If you have any more questions, feel free.:brow:
Good luck.


----------



## -zach- (Dec 4, 2006)

Oh Man!!! You have to admit that the crayfish looks really cool when it's blue like that.

Not trying to be pressing, but I have a friend who has the crayfish and 2 Bala sharks in a 10 gallon tank and they are doing fine.

My friend says:


> they have gotten in some scuffles but theyve been in the same tank for a month and nobody has died


so, what do i do? Do I take a chance? Or will it make the fish totally miserable?


----------



## dprUsh83 (Sep 11, 2006)

-zach- said:


> so, what do i do? Do I take a chance? Or will it make the fish totally miserable?


If you've already made up your mind you don't have to come here for approval. He gave you very helpful and accurate advice, but if you're determined to do it, you're going to do it. I doubt many people on this forum will stray from Blue's advice... :roll:


----------



## -zach- (Dec 4, 2006)

I was asking if it was a really bad thing... 

I won't do it, I'm a complete noob (as you have seen)

and I just wanted to know if it was a bad thing.

Is there a good (easy) set of compatible fish that I can have in this aquarium?

http://www.hammacher.com/publish/72...m_ite=Hammacher+Schlemmer+logo&cm_cat=1414665


----------



## -zach- (Dec 4, 2006)

unless that aquarium is not sufficient for easy to keep fish


----------



## Lupin (Aug 2, 2006)

-zach- said:


> Oh Man!!! You have to admit that the crayfish looks really cool when it's blue like that.


I do agree that it looks cool but its attitude is something to consider.


> Not trying to be pressing, but I have a friend who has the crayfish and 2 Bala sharks in a 10 gallon tank and they are doing fine.


No 2 balas should live in a 10 gallons.:blink: 2 alone is not recommended and they grow to 12 inches max. They are shoalers and very skittish so they are prone to injuring themselves. 2 will need 75 gallons size of tank alone.


> so, what do i do? Do I take a chance? Or will it make the fish totally miserable?


You can keep a crayfish but you won't have any fish in it.


----------



## crazie.eddie (Sep 1, 2006)

The bala sharks in your friends tank are fast swimmers, plus they are probably contained in a large tank. The bowl you want is too small for fish and a crayfish together.

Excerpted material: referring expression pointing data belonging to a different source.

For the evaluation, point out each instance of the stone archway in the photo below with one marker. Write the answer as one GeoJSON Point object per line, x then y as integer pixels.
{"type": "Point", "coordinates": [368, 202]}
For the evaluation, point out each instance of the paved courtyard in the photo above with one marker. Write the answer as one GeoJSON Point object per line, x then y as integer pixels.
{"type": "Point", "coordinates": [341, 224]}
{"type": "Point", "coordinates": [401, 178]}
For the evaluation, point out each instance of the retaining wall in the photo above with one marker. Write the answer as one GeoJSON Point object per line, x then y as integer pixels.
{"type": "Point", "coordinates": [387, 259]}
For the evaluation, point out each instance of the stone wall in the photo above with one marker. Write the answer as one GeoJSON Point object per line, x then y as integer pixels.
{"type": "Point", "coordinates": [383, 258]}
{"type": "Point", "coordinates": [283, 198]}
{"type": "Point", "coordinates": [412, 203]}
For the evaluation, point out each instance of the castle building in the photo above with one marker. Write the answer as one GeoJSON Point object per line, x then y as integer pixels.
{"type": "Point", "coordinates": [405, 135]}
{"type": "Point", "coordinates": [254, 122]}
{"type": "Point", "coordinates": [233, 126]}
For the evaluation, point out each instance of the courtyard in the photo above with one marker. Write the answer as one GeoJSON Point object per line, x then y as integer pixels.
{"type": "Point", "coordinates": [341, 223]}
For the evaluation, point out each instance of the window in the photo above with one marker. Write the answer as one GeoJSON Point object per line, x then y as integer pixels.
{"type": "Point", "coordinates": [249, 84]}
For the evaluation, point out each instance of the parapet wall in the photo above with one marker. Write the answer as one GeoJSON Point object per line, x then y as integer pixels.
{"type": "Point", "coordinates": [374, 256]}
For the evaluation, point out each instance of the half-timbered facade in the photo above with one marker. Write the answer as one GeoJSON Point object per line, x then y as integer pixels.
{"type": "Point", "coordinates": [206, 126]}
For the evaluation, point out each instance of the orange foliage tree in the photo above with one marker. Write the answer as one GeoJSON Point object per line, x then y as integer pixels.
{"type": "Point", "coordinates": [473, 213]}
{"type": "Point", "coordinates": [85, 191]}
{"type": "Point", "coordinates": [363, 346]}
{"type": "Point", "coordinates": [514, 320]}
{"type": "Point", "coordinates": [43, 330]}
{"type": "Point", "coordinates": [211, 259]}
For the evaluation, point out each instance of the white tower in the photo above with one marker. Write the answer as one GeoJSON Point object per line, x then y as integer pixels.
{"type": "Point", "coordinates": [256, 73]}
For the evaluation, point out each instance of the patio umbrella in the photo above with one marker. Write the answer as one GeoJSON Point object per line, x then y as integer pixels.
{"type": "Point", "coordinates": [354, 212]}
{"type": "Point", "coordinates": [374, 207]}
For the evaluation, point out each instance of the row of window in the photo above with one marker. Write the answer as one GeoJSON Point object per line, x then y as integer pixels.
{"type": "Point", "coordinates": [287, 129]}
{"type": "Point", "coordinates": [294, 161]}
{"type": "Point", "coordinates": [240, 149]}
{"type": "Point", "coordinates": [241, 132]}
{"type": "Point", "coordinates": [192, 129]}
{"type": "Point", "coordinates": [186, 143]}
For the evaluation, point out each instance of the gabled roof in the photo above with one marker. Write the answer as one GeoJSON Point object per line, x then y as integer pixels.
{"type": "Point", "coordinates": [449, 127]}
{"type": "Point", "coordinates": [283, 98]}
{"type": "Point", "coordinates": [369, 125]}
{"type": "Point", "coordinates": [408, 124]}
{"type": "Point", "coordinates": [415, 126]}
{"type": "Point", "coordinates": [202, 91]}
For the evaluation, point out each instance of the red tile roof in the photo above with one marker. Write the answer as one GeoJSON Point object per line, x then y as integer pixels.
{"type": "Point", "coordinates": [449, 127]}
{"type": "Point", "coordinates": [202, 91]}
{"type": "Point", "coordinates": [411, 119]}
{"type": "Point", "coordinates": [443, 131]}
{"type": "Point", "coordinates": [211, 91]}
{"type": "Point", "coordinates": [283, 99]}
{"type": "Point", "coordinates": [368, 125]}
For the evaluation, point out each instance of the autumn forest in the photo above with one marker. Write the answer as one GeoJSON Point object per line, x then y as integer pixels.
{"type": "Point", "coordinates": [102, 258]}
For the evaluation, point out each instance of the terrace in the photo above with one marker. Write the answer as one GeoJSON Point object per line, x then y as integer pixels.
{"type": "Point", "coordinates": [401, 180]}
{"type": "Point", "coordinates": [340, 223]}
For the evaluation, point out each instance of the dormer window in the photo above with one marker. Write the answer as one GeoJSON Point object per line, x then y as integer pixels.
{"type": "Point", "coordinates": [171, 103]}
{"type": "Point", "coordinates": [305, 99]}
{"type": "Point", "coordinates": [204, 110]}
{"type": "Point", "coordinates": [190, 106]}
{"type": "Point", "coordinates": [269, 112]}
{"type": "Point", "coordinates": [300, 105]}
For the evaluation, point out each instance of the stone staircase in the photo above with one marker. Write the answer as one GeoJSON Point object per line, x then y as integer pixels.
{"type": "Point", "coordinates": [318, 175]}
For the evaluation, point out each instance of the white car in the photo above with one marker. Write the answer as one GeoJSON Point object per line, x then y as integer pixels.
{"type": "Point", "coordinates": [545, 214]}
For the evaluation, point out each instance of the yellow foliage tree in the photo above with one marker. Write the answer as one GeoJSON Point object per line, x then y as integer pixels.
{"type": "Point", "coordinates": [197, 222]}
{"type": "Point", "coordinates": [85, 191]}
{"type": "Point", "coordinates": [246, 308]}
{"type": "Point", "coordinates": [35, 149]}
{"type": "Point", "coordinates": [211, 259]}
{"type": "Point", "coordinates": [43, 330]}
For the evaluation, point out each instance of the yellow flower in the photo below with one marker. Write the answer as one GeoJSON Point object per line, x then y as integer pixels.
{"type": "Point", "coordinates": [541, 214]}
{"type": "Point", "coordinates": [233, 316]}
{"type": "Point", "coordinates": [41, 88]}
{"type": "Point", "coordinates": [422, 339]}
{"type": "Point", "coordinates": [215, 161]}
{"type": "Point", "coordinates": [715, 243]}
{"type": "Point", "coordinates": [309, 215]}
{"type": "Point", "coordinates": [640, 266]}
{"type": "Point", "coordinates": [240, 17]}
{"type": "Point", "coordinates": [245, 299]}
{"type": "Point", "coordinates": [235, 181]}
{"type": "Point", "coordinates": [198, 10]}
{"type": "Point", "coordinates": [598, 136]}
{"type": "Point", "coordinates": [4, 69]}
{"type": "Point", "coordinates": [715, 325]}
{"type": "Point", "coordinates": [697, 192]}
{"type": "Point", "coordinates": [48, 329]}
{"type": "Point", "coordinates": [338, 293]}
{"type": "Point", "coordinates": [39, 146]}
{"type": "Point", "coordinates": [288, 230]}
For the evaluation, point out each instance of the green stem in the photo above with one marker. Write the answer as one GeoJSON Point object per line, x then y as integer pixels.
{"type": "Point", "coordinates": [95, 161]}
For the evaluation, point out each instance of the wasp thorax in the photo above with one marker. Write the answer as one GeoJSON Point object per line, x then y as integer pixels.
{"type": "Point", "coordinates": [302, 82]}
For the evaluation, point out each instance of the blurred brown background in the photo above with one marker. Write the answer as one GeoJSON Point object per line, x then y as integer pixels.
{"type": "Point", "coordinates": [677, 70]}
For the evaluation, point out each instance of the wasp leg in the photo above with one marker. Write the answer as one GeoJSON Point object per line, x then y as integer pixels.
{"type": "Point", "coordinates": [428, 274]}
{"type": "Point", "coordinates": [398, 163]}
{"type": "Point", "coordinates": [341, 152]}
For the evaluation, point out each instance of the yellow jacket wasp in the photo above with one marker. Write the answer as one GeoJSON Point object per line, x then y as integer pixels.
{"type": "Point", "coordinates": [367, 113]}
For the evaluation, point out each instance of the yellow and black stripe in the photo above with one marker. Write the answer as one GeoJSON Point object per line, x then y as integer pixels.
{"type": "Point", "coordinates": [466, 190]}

I would probably just go with a betta or make it a RCS (Red Cherry Shrimp) bowl.


----------



## -zach- (Dec 4, 2006)

thanks for all the help guys, i feel much more educated making my decision


----------



## Lupin (Aug 2, 2006)

-zach- said:


> thanks for all the help guys, i feel much more educated making my decision


Zach, if you have more questions, feel free to spill them as the members here will readily help you.


----------



## girlofgod (Aug 22, 2006)

you could do JUST the crayfish in the bowl...if you had your heart set on it that is.


----------



## RubberFrog (Nov 30, 2006)

-zach- said:


> I was asking if it was a really bad thing...


Yes. It is a really bad thing to do. More specifically, it's cruel.

The description of the crayfish clearly states (twice!) that it needs a minimum of 20 gallons. That fish bowl is only 8 gallons.

That crayfish is growing to grow way too big to even comfortably move around in that tank.

As far as your buddies tank, I'll bet those little bala sharks look great in a ten gallon for now. What about when they are a foot long?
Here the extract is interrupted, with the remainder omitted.